DOS FAMOSOS. “Ballerina Capuchina” y Tung Tung Sahur.

¿Y qué pasa con el lenguaje, la risa y la estética cuando lo que consumimos está moldeado por IA y no por humanos? “Nuestra relación se vuelve más reactiva que reflexiva” -explica Balmaceda- “el lenguaje se deforma para viralizarse, la estética se vuelve kitsch o fragmentaria, y la risa responde más a lo inesperado que a lo construido. En ese entorno, dejamos de ser intérpretes activos para volvernos consumidores de estímulos optimizados”.

Para el filósofo, los brainrots son espejos de feria: “No solo reflejan la infancia actual, sino también nuestra forma de habitar el tiempo, el deseo y la atención. Son síntomas de una ecología digital donde lo que importa no es el sentido, sino el impacto inmediato”.

Una herramienta social

Pero el fenómeno no puede leerse solo desde lo tecnológico. También tiene una dimensión emocional, cognitiva y social. Gabriel Lucero, psicólogo especializado en infancia, aporta otra clave: “En el desarrollo infantil, el humor cumple una función esencial: socializa, ayuda a entender normas, a liberar tensiones y a jugar con lo cotidiano”.

Desde su mirada, los brainrots apelan al absurdo, al juego de lo deformado y lo exagerado, que son recursos muy efectivos entre los chicos de entre seis y 11 años, una etapa donde el pensamiento sigue siendo concreto y la capacidad de abstracción está en formación. “Los chistes visuales, las repeticiones, los sonidos raros o situaciones exageradas (como los golpes o las caídas) son extremadamente graciosos para ellos porque apelan a lo que pueden procesar en ese momento”, señala.

Eso sí, Lucero advierte que no es lo mismo repetir frases de moda con amigos en el recreo -como un juego simbólico- que pasar horas frente a la pantalla en soledad. “El problema no es el brainrot en sí, sino la falta de estímulo diverso. Si un niño solo consume ese tipo de contenido y no juega, no se aburre, no crea, no corre ni imagina, ahí sí estamos frente a un riesgo: el de formar receptores pasivos en lugar de actores activos del mundo”, expresa.

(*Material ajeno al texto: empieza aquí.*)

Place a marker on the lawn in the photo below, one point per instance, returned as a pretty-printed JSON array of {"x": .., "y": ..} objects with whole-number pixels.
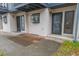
[
  {"x": 68, "y": 48},
  {"x": 2, "y": 52}
]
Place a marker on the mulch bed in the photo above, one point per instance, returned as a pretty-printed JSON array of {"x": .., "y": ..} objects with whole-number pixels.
[{"x": 26, "y": 39}]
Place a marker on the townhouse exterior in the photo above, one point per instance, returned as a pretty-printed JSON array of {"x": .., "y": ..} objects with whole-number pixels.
[{"x": 46, "y": 19}]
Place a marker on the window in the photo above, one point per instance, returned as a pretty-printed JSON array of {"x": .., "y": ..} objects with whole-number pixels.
[
  {"x": 5, "y": 19},
  {"x": 36, "y": 18}
]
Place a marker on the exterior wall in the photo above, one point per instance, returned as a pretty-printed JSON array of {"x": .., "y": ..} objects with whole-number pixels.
[
  {"x": 42, "y": 27},
  {"x": 25, "y": 18},
  {"x": 70, "y": 8}
]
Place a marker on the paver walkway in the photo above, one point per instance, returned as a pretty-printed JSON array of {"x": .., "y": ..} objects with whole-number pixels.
[{"x": 41, "y": 48}]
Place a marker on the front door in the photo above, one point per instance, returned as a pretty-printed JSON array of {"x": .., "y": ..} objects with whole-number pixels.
[
  {"x": 68, "y": 24},
  {"x": 56, "y": 23},
  {"x": 20, "y": 23}
]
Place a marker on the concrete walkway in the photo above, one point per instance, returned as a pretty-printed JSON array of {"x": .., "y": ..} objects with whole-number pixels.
[{"x": 41, "y": 48}]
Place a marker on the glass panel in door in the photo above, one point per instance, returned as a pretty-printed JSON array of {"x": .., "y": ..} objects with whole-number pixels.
[
  {"x": 68, "y": 24},
  {"x": 56, "y": 23}
]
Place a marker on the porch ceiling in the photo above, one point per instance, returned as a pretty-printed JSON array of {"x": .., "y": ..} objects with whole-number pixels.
[
  {"x": 62, "y": 5},
  {"x": 31, "y": 6}
]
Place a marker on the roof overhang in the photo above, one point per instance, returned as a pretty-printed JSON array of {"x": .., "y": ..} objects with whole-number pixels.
[{"x": 30, "y": 6}]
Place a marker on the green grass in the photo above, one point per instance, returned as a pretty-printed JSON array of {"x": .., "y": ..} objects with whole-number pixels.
[
  {"x": 2, "y": 53},
  {"x": 68, "y": 48}
]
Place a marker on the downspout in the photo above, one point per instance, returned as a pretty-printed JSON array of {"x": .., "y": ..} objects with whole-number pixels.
[{"x": 76, "y": 26}]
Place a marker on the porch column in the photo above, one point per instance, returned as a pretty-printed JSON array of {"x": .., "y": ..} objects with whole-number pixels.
[{"x": 76, "y": 30}]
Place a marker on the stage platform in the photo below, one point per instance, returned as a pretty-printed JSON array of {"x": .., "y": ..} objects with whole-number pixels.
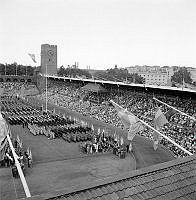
[{"x": 58, "y": 164}]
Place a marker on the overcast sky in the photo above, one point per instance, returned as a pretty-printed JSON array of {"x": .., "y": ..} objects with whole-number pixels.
[{"x": 100, "y": 33}]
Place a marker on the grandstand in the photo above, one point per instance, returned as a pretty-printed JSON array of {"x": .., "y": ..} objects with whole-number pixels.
[{"x": 78, "y": 116}]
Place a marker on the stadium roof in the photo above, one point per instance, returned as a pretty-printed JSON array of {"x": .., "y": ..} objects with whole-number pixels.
[
  {"x": 93, "y": 87},
  {"x": 175, "y": 179},
  {"x": 125, "y": 84}
]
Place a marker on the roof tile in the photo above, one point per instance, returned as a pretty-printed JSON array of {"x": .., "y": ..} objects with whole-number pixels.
[
  {"x": 115, "y": 188},
  {"x": 88, "y": 194},
  {"x": 129, "y": 192},
  {"x": 99, "y": 192},
  {"x": 115, "y": 196},
  {"x": 143, "y": 188},
  {"x": 94, "y": 193},
  {"x": 104, "y": 190},
  {"x": 109, "y": 188},
  {"x": 120, "y": 185}
]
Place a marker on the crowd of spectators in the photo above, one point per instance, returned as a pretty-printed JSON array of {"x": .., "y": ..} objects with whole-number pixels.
[
  {"x": 23, "y": 155},
  {"x": 180, "y": 128}
]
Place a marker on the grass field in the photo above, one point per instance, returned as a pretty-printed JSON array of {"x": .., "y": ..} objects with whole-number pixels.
[{"x": 58, "y": 164}]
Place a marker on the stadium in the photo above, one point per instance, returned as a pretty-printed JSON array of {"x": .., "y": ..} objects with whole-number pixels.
[{"x": 71, "y": 140}]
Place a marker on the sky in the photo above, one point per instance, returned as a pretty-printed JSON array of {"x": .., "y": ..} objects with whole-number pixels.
[{"x": 100, "y": 33}]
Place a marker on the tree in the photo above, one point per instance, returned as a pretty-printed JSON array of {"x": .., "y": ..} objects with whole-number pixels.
[
  {"x": 119, "y": 75},
  {"x": 15, "y": 69},
  {"x": 73, "y": 72},
  {"x": 180, "y": 75}
]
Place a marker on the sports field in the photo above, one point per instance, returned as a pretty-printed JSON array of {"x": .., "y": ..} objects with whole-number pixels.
[{"x": 58, "y": 164}]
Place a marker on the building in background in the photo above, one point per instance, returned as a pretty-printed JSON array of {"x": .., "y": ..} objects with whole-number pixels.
[
  {"x": 49, "y": 59},
  {"x": 154, "y": 75},
  {"x": 193, "y": 73}
]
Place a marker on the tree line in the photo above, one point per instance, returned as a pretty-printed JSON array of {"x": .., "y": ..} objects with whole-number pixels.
[{"x": 16, "y": 69}]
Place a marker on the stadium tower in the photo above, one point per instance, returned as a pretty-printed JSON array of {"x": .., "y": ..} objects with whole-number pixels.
[{"x": 49, "y": 59}]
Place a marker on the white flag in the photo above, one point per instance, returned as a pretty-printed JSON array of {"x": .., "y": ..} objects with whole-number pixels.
[{"x": 32, "y": 57}]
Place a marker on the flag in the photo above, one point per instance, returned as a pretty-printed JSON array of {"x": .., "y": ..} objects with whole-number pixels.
[
  {"x": 92, "y": 127},
  {"x": 1, "y": 91},
  {"x": 3, "y": 129},
  {"x": 135, "y": 127},
  {"x": 170, "y": 113},
  {"x": 3, "y": 138},
  {"x": 130, "y": 121},
  {"x": 22, "y": 89},
  {"x": 30, "y": 156},
  {"x": 32, "y": 56},
  {"x": 159, "y": 121},
  {"x": 98, "y": 131},
  {"x": 121, "y": 141},
  {"x": 18, "y": 139}
]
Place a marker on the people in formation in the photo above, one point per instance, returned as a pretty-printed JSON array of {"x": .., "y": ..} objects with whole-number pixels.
[
  {"x": 23, "y": 156},
  {"x": 180, "y": 128},
  {"x": 101, "y": 143}
]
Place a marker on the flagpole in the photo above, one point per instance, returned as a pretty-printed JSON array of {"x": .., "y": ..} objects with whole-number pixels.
[
  {"x": 167, "y": 138},
  {"x": 24, "y": 183},
  {"x": 46, "y": 88},
  {"x": 175, "y": 109}
]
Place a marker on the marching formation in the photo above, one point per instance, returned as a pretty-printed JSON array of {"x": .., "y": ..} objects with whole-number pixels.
[{"x": 179, "y": 128}]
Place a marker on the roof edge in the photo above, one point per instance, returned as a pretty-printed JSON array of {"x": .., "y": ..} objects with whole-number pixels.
[{"x": 138, "y": 172}]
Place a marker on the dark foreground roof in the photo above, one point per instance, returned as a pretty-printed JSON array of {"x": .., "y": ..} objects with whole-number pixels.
[
  {"x": 93, "y": 87},
  {"x": 171, "y": 180}
]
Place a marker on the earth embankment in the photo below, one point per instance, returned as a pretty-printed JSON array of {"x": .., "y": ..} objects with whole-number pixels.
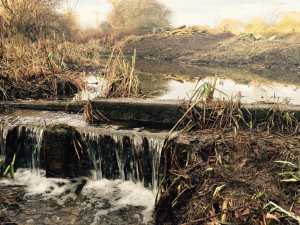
[{"x": 278, "y": 52}]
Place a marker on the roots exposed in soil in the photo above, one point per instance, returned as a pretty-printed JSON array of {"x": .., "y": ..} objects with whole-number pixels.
[{"x": 213, "y": 175}]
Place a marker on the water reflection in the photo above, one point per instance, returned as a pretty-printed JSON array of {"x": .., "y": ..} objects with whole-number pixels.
[
  {"x": 254, "y": 87},
  {"x": 172, "y": 81},
  {"x": 162, "y": 88}
]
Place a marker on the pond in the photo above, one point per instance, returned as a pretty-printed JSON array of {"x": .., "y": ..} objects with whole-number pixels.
[{"x": 172, "y": 81}]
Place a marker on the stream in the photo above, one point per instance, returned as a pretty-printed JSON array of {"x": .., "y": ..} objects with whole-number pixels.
[
  {"x": 117, "y": 181},
  {"x": 116, "y": 191}
]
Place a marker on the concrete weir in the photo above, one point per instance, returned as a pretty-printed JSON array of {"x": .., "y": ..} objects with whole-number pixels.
[{"x": 142, "y": 111}]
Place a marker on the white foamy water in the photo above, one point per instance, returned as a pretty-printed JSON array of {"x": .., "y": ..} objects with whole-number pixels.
[
  {"x": 120, "y": 194},
  {"x": 95, "y": 195}
]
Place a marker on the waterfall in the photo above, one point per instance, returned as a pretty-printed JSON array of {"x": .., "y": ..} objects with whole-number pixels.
[
  {"x": 23, "y": 140},
  {"x": 126, "y": 155},
  {"x": 113, "y": 153}
]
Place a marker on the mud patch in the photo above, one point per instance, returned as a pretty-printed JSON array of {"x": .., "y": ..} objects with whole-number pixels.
[{"x": 212, "y": 176}]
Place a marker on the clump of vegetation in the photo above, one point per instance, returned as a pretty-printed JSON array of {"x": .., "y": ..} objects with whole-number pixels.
[
  {"x": 138, "y": 16},
  {"x": 120, "y": 78},
  {"x": 211, "y": 152}
]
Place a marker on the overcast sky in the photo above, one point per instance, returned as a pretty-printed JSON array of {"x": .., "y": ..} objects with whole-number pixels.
[{"x": 195, "y": 12}]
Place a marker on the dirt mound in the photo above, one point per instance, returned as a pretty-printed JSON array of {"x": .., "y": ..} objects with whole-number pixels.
[
  {"x": 172, "y": 48},
  {"x": 223, "y": 177},
  {"x": 220, "y": 50}
]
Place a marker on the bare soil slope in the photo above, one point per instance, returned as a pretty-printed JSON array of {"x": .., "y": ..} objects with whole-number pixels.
[{"x": 220, "y": 49}]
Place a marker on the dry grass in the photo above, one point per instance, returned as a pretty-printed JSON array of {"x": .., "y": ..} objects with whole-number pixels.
[
  {"x": 46, "y": 68},
  {"x": 120, "y": 77}
]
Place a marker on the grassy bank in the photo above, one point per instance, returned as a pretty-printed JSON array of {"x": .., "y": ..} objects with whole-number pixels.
[{"x": 46, "y": 68}]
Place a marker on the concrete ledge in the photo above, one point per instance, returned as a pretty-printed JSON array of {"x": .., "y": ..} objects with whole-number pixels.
[{"x": 147, "y": 111}]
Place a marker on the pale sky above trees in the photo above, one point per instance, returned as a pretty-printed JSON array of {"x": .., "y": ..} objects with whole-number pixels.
[{"x": 196, "y": 12}]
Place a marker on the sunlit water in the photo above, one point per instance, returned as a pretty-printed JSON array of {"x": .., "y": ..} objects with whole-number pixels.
[{"x": 164, "y": 86}]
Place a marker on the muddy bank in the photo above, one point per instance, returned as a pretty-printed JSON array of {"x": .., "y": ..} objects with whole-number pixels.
[
  {"x": 219, "y": 50},
  {"x": 181, "y": 71},
  {"x": 213, "y": 175}
]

Desde Dragon Ball hasta los memes actuales, el humor siempre fue un puente entre generaciones, aunque el contenido cambie con el tiempo. “Lo que hace reír hoy no es lo mismo que hace 50 años, pero la función es la misma: nos une, nos permite explorar lo que está permitido y lo que no, nos ayuda a pensar y a crecer”, remarca Lucero.

¿Problema?

Quizás, como ocurre con otros fenómenos culturales de internet, los brainrots italianos no sean ni buenos ni malos en sí mismos sino simplemente, una forma de expresión propia de esta era de pantallas, algoritmos y humor comprimido.

Lo importante, coinciden los especialistas, no es demonizarlos ni idealizarlos, sino acompañar a los chicos en su consumo, ofrecer otras experiencias y, sobre todo, escucharlos. Como Zoe, que no solo repite frases, sino que inventa nombres, dibuja y juega. O como Joaquín y Felipe, que los comparten en el recreo, los comentan, los transforman.

Porque si algo tienen los niños más allá del algoritmo es una capacidad infinita de apropiarse de lo que ven y convertirlo en juego. Incluso si se trata de una taza de cappuccino que baila para ellos.